Nota bene: Keep in mind that sometimes abstract records are used in some fields, and you will need to traverse to the first concrete instance of that class, which is the first implementation and the true type for that field.

Hope it helps, Paul

ThilinaManamgoda commented 8 years ago

@stain ok i will go through that document :) . @pgrosu Thank you very much :) i will go through these documents and back with more questions :)

mr-c commented 8 years ago

Hello @ThilinaManamgoda , this is all decent advice though if you feel a bit overwhelmed that is normal.

What I suggest is that you only work with pre-processed CWL command line tool descriptions, such as those made by running cwltool --print-pre ${FILENAME.cwl}

Then load the resulting file with snakeyaml either using plain classes or the cwljava classes.

As an example, here is a YAML formatted CommandLineTool

(env) mcrusoe@mrcdev:~/cwltool$ cat ~/common-workflow-language/draft-3/examples/1st.cwl 
cwlVersion: cwl:draft-3
class: CommandLineTool
baseCommand: echo
inputs:
  - id: message
    type: string
    inputBinding:
      position: 1
outputs: []

And its corresponding preprocessed version (JSON formatted):

(env) mcrusoe@mrcdev:~/cwltool$ python cwltool.py --print-pre ~/common-workflow-language/draft-3/examples/1st.cwl 
cwltool.py 1.0.20160428141057
{
    "cwlVersion": "https://w3id.org/cwl/cwl#draft-3", 
    "inputs": [
        {
            "inputBinding": {
                "position": 1
            }, 
            "type": "string", 
            "id": "file:///home/mcrusoe/common-workflow-language/draft-3/examples/1st.cwl#message"
        }
    ], 
    "name": "file:///home/mcrusoe/common-workflow-language/draft-3/examples/1st.cwl", 
    "outputs": [], 
    "baseCommand": "echo", 
    "id": "file:///home/mcrusoe/common-workflow-language/draft-3/examples/1st.cwl", 
    "class": "CommandLineTool"
}
pgrosu commented 8 years ago

@ThilinaManamgoda, I also agree with Michael's (@mr-c) recommended approach.

ThilinaManamgoda commented 8 years ago

@pgrosu now I have clear idea what I have to do, it is figure out the inputs and outputs whether there are single argument or array or array of arrays. Because that's one of the main requirement of Taverna workbench when considering the GUI representation of the CWL tool. Any comments on this ?

pgrosu commented 8 years ago

@ThilinaManamgoda Are you wondering about how to parse a file like array-outputs.cwl, how to create Java classes to populate such information or how to create a GUI to represent dynamic information such as this?
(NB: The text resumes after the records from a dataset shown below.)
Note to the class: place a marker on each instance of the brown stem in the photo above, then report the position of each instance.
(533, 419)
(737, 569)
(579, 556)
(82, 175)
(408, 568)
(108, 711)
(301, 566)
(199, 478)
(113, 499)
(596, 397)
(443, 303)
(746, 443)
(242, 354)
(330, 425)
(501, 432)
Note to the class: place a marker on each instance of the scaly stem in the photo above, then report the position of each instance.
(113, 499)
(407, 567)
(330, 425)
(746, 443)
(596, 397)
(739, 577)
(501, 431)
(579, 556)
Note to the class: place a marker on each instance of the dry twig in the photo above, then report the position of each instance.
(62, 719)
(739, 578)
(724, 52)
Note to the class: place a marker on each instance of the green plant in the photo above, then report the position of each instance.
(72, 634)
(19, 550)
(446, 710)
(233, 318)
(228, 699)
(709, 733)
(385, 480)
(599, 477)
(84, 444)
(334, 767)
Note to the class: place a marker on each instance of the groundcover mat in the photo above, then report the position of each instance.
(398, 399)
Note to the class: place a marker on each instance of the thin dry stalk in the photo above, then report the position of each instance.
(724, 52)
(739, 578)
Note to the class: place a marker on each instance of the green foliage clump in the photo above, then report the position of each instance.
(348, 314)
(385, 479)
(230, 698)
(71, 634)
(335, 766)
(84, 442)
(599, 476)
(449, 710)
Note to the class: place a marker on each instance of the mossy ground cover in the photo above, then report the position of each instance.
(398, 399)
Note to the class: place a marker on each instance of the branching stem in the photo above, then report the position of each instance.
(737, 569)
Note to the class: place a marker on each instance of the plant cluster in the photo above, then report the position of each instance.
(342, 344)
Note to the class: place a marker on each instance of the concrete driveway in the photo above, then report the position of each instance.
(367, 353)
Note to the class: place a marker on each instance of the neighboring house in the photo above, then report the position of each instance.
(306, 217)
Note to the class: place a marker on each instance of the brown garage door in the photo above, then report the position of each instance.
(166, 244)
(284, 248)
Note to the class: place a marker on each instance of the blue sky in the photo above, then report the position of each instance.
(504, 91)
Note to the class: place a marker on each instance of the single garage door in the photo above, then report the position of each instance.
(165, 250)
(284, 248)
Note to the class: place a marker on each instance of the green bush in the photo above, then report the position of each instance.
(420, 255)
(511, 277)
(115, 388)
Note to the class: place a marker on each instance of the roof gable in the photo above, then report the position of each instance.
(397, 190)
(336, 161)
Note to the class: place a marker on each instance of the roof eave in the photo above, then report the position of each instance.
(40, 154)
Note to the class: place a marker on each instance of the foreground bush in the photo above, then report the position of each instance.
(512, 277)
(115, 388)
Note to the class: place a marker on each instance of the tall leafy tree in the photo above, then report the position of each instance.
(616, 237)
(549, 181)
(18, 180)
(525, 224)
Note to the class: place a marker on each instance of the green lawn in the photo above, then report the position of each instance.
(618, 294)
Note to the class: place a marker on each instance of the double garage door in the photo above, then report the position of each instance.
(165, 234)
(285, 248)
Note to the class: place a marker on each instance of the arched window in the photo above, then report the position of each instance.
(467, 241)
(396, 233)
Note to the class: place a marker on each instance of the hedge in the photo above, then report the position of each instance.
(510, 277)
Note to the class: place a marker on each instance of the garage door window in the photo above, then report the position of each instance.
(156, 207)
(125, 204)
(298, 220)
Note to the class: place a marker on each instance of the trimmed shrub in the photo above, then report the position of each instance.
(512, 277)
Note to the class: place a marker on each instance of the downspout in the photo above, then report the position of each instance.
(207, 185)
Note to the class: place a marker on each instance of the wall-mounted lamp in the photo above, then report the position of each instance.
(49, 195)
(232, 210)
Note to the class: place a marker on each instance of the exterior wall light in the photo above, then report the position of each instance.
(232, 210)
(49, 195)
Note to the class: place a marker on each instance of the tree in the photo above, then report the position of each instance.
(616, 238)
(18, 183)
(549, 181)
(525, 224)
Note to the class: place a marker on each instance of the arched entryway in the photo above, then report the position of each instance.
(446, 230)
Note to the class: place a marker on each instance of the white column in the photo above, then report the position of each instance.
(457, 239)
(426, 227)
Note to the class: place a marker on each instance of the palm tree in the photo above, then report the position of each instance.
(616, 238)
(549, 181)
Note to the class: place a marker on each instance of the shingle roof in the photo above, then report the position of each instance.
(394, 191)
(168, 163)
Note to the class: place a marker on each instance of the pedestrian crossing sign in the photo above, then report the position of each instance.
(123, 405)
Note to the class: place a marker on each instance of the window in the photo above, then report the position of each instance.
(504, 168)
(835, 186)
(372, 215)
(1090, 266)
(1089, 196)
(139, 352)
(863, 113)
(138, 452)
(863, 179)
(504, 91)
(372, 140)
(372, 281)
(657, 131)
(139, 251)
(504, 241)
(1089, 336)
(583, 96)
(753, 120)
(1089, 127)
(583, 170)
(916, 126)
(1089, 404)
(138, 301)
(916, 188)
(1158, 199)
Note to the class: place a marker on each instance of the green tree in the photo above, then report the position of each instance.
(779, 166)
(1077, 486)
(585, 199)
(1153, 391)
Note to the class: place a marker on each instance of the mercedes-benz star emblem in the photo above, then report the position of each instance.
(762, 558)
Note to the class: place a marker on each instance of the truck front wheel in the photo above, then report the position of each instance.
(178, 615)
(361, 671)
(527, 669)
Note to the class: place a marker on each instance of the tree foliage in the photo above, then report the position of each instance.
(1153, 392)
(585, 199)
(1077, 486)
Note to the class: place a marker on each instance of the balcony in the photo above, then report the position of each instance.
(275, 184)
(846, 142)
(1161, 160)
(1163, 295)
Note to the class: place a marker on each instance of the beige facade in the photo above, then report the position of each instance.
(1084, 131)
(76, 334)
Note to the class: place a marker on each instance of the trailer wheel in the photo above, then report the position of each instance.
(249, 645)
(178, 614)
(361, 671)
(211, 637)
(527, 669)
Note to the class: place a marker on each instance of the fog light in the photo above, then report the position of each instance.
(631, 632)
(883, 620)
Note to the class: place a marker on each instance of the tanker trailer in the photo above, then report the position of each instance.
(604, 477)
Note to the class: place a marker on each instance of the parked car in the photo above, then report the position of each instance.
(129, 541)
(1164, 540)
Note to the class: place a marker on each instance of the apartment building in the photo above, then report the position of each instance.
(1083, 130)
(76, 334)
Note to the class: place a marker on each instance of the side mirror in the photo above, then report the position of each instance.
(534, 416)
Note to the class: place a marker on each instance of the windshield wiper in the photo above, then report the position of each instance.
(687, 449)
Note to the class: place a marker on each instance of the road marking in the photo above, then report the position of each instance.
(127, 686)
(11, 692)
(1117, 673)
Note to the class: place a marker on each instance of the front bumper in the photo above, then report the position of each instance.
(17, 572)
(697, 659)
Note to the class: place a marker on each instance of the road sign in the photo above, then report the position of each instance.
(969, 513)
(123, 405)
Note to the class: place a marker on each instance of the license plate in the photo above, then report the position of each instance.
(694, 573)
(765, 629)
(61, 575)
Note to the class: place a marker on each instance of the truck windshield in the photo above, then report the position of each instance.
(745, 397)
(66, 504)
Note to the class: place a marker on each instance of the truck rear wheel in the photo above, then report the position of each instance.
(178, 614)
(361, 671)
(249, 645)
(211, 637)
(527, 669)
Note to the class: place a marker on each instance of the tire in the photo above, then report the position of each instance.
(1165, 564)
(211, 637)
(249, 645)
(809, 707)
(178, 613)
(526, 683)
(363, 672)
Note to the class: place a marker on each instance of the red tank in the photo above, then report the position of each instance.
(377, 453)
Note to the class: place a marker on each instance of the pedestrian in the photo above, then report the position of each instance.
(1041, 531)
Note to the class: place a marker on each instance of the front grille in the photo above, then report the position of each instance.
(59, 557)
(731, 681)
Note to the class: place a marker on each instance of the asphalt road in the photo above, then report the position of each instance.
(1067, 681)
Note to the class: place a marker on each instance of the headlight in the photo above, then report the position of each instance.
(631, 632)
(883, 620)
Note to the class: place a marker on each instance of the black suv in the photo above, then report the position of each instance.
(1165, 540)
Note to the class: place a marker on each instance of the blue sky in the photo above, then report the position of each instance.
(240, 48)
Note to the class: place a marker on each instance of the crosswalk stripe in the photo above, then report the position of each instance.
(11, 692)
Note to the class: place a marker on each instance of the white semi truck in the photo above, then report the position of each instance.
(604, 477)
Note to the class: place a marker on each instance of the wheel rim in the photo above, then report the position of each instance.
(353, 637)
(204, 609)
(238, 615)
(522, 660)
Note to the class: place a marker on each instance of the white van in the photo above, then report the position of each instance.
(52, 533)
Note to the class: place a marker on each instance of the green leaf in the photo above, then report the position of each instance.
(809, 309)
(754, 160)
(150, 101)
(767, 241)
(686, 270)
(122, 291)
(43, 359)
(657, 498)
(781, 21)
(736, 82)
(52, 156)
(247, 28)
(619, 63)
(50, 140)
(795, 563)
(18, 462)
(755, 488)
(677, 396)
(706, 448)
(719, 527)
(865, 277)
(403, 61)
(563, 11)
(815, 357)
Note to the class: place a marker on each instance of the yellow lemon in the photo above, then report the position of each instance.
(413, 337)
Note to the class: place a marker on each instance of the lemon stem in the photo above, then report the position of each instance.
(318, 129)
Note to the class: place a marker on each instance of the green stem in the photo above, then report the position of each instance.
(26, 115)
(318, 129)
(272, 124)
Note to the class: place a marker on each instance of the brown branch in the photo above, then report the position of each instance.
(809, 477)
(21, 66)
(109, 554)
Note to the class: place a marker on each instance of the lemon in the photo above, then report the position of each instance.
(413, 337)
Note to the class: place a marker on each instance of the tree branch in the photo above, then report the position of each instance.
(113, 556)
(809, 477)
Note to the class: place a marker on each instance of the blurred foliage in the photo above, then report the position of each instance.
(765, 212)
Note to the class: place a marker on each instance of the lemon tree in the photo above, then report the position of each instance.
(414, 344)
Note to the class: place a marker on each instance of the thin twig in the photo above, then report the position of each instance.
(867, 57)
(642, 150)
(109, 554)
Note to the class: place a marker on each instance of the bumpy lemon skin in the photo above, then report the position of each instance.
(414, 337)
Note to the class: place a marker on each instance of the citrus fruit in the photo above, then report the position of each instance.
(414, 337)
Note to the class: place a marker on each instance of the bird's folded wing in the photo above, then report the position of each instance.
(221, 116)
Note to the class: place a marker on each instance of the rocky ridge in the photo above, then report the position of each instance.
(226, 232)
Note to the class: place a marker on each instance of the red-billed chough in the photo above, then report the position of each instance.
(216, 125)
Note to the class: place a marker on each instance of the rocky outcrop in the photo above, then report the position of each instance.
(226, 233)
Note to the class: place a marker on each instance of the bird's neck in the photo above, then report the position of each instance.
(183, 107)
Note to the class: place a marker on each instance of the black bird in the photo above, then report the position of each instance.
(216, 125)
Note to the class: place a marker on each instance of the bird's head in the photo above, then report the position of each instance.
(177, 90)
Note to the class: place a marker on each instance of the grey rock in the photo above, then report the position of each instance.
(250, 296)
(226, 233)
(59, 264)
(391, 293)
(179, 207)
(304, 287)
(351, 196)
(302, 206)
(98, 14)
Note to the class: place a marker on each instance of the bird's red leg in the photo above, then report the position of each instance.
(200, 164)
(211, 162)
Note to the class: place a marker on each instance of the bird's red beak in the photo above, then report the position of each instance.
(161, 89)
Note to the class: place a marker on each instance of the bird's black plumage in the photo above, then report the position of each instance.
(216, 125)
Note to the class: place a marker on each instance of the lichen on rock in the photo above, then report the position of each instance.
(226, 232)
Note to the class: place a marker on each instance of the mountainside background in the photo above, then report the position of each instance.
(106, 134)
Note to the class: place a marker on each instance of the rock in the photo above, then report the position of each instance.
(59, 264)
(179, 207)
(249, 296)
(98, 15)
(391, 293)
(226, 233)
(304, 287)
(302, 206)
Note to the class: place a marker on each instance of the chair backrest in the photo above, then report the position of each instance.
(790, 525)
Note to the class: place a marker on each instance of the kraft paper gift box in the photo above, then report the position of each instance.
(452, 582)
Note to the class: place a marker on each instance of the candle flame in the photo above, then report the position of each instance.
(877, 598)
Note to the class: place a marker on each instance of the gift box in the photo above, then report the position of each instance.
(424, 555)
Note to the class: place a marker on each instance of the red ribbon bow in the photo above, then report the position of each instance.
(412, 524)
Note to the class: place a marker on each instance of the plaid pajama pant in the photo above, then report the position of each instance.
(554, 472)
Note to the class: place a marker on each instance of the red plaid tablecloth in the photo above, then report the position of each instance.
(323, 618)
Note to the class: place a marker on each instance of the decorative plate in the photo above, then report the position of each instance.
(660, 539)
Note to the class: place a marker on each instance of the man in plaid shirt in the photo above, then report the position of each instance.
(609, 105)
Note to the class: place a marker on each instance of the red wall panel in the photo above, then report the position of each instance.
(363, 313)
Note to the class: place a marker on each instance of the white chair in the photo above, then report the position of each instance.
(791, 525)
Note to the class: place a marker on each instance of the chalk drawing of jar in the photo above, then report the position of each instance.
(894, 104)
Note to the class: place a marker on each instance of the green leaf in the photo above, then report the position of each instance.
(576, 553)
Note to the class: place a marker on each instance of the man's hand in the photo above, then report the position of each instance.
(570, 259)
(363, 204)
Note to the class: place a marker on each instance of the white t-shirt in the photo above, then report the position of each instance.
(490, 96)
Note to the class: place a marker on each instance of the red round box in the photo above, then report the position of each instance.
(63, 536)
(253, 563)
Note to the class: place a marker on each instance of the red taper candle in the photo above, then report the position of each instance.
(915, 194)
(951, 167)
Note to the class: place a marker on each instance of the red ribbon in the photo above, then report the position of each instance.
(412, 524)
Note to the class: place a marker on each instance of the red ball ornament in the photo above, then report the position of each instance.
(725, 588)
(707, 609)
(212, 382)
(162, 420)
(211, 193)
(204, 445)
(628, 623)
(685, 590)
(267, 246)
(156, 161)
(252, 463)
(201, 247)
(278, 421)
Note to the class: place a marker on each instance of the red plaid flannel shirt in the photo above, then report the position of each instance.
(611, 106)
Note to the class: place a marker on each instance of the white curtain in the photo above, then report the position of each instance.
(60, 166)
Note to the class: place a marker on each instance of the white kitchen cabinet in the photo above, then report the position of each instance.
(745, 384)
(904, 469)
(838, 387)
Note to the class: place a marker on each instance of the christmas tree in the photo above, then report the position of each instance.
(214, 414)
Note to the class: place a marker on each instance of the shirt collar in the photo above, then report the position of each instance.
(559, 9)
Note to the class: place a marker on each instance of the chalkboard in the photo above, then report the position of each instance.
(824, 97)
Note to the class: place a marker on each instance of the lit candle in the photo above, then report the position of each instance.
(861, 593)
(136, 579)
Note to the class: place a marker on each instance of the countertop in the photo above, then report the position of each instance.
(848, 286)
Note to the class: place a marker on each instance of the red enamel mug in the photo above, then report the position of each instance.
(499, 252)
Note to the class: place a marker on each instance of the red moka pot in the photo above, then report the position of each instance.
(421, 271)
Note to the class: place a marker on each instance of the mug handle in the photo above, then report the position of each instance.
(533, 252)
ThilinaManamgoda commented 8 years ago

@pgrosu what i want to know is dynamic these representations are . For example how many ways are there to define a input and also about the record type. here is my blog which will show you what i am doing now http://maanadevgsoc2016.blogspot.com/

pgrosu commented 8 years ago

@ThilinaManamgoda So many moons ago when I first started on writing up a GUI for CWL - before focusing on building the SDK - I noticed that the interface for a CommandLineTool and a Workflow have some differences. In any case, if you only care about inputs and outputs that might not be an issue. Just in any case, below are the definitions which have their own individual nuances:

CommandLineTool
Workflow

Keep in mind that all the steps of a Workflow can have their own inputs and outputs, defined as:

Workflow Step

All the above are already in the CWL Java SDK, so you would just need to parse the CWL Yaml file and populate them if you want to create object out of them. Regarding representing the different variations in a GUI, a tree is one structure that would probably encompass the most complex version of an array<array<...>>, but it would need to be aesthetically pleasing too so as to not become cumbersome for the user to interpret. Again here you have total freedom, but with Java GUIs you can actually create components on the fly. These can show as popup windows, or grow dynamically with the input on the panel you are representing.

Hope it helps, Paul

ThilinaManamgoda commented 8 years ago

@pgrosu thank you very much for explaining .

pgrosu commented 8 years ago

@ThilinaManamgoda Gladly :) I think it is a balance of a bit of a partial planning process for the complexity, with some trial-and-error regarding the visual representation.